By December 2024, 27 million women were actively monitoring their credit, reflecting a 42% rise from the previous year and indicating increased financial awareness.
With rising credit awareness and improved scores, financial institutions have the opportunity to offer gender-smart financial products tailored to women’s unique needs, NITI Aayog observed l AI generated l

India’s socio-economic landscape is witnessing a transformative shift, with women playing a pivotal role in driving change across various sectors.
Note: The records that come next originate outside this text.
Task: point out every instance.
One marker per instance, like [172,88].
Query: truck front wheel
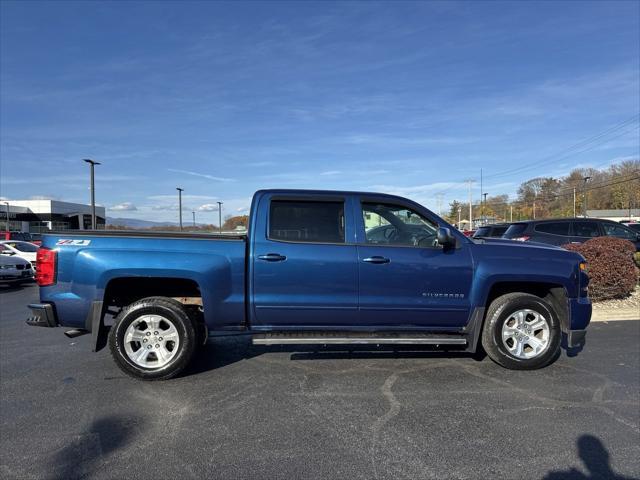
[153,339]
[521,332]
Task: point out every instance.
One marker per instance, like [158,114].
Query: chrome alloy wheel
[151,341]
[526,334]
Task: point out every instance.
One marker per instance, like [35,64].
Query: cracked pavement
[303,412]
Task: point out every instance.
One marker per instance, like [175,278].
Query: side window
[554,228]
[300,221]
[386,224]
[585,229]
[618,231]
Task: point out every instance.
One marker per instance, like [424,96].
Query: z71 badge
[74,243]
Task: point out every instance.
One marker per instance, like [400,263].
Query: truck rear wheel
[153,339]
[521,332]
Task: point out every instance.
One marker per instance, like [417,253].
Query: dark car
[633,226]
[495,230]
[569,230]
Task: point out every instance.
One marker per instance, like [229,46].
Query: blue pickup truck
[316,267]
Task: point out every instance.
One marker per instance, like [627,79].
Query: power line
[568,150]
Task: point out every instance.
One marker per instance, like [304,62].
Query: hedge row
[611,267]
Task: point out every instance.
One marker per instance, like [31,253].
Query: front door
[407,280]
[305,275]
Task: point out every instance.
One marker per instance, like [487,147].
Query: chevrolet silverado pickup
[316,267]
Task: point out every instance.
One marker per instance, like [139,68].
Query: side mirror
[445,238]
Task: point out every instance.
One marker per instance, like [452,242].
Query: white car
[21,249]
[14,270]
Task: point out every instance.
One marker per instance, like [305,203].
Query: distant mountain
[135,223]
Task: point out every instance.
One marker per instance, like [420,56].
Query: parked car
[24,250]
[15,270]
[308,273]
[635,226]
[495,230]
[561,231]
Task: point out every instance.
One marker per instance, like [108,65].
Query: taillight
[46,266]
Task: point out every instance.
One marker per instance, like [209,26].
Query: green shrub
[611,267]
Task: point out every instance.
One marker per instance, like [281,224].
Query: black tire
[170,310]
[500,311]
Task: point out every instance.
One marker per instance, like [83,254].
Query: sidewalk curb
[610,314]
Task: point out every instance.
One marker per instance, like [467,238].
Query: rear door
[406,279]
[304,269]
According to a report titled From Borrowers to Builders: Women’s Role in India’s Financial Growth Story, released by NITI Aayog on Monday, the number of women seeking credit has tripled between 2019 and 2024, with over 60% of these borrowers hailing from semi-urban and rural areas.
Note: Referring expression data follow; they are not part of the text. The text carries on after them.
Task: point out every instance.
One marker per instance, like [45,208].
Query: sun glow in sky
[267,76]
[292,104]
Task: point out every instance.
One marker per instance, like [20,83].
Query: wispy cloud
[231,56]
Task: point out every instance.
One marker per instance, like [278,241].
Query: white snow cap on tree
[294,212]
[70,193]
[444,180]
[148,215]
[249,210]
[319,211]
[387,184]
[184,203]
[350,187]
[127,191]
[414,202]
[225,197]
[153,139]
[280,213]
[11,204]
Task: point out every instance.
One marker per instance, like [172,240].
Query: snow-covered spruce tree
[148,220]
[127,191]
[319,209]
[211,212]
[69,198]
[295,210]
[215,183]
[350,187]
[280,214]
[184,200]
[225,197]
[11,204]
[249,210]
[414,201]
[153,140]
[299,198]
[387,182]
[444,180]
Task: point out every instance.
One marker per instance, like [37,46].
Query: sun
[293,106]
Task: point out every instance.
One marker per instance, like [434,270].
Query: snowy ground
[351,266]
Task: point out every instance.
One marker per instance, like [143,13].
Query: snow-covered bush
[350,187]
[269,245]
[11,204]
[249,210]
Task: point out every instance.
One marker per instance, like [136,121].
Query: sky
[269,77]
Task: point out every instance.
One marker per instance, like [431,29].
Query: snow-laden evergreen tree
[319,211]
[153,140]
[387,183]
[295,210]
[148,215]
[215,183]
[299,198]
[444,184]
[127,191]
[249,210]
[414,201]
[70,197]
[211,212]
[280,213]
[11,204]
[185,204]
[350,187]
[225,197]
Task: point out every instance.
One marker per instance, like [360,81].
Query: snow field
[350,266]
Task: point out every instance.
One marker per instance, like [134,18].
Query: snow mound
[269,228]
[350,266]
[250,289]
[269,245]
Women’s preferred credit products include loans against property (36%), agricultural loans (26%), business loans (25%), and commercial vehicle loans (19%). Uttar Pradesh, Maharashtra, and Tamil Nadu have emerged as the top three states recording the highest growth in active loans.

By December 2024, 27 million women were actively monitoring their credit, representing a 42% increase from the previous year and highlighting a surge in financial awareness.

The report, unveiled by NITI Aayog CEO B.V.R. Subrahmanyam, was developed in partnership with TransUnion CIBIL, NITI Aayog’s Women Entrepreneurship Platform (WEP), and MicroSave Consulting (MSC).

The report highlights the remarkable progress women are making across diverse sectors, from participating in rural Self-Help Groups (SHGs) to leading high-tech startups in bustling urban hubs. Women across a wide socio-economic spectrum are breaking historical barriers and overcoming systemic challenges to establish themselves as creators, innovators, and leaders. Their growing financial participation is becoming a vital component of India’s economic narrative.

According to the report, women’s share in the total self-monitoring credit base rose to 19.43% in December 2024, up from 17.89% in 2023. Notably, women from non-metro regions are driving this trend, with credit self-monitoring growing by 48% in non-metro areas compared to 30% in metro cities.

Maharashtra, Tamil Nadu, Karnataka, Uttar Pradesh, and Telangana accounted for 49% of all self-monitoring women, with the southern region leading with 10.2 million women in 2024. Additionally, northern and central states such as Rajasthan, Uttar Pradesh, and Madhya Pradesh recorded the highest compounded annual growth rates (CAGR) in active women borrowers over the past five years.

The report highlights a notable rise in women’s financial participation, with their share in business loan originations increasing by 14% and gold loans by 6%. By December 2024, women accounted for 35% of business borrowers, reflecting steady growth since 2019.

Despite this progress, challenges remain. These include credit aversion among some women, subpar banking experiences, barriers to achieving credit readiness, and difficulties related to collateral and guarantors. NITI Aayog emphasized that rising credit awareness and improved credit scores present an opportunity for financial institutions to develop gender-smart financial products tailored to women’s specific needs. Importantly, women are increasingly embracing entrepreneurship and achieving financial independence through greater access to credit.

Since 2019, the number of women seeking credit in India has seen an impressive nearly threefold increase by 2024. This significant growth highlights a broader trend of financial inclusion and economic empowerment among women.

The study reveals that women’s demand for credit extends beyond traditional sectors like agriculture and retail, encompassing industries such as technology, manufacturing, and services. Women are emerging as key drivers of innovation and entrepreneurship, utilizing credit to expand their businesses and manage personal finances effectively.

The borrowing surge is particularly evident in semi-urban and rural areas, where approximately 60% of women borrowers are based. This trend underscores increasing awareness and access to financial products in regions historically underserved by conventional banking systems. Women in these areas are actively investing in their businesses, education, and household needs, playing a vital role in driving both local and national economic growth. However, despite this progress, a significant gap in financial engagement persists among younger women.

The analysis highlights a notable trend in the data, revealing relatively low participation of young women under 30 in retail credit uptake, accounting for only 27%. In contrast, men in the same age group represent 40% of retail credit consumers.

This disparity underscores the need for targeted measures to encourage younger women to utilize credit facilities, enabling them to build financial security and take entrepreneurial risks. Providing access to customized financial products and services, along with financial literacy initiatives, will be essential to narrowing this gap.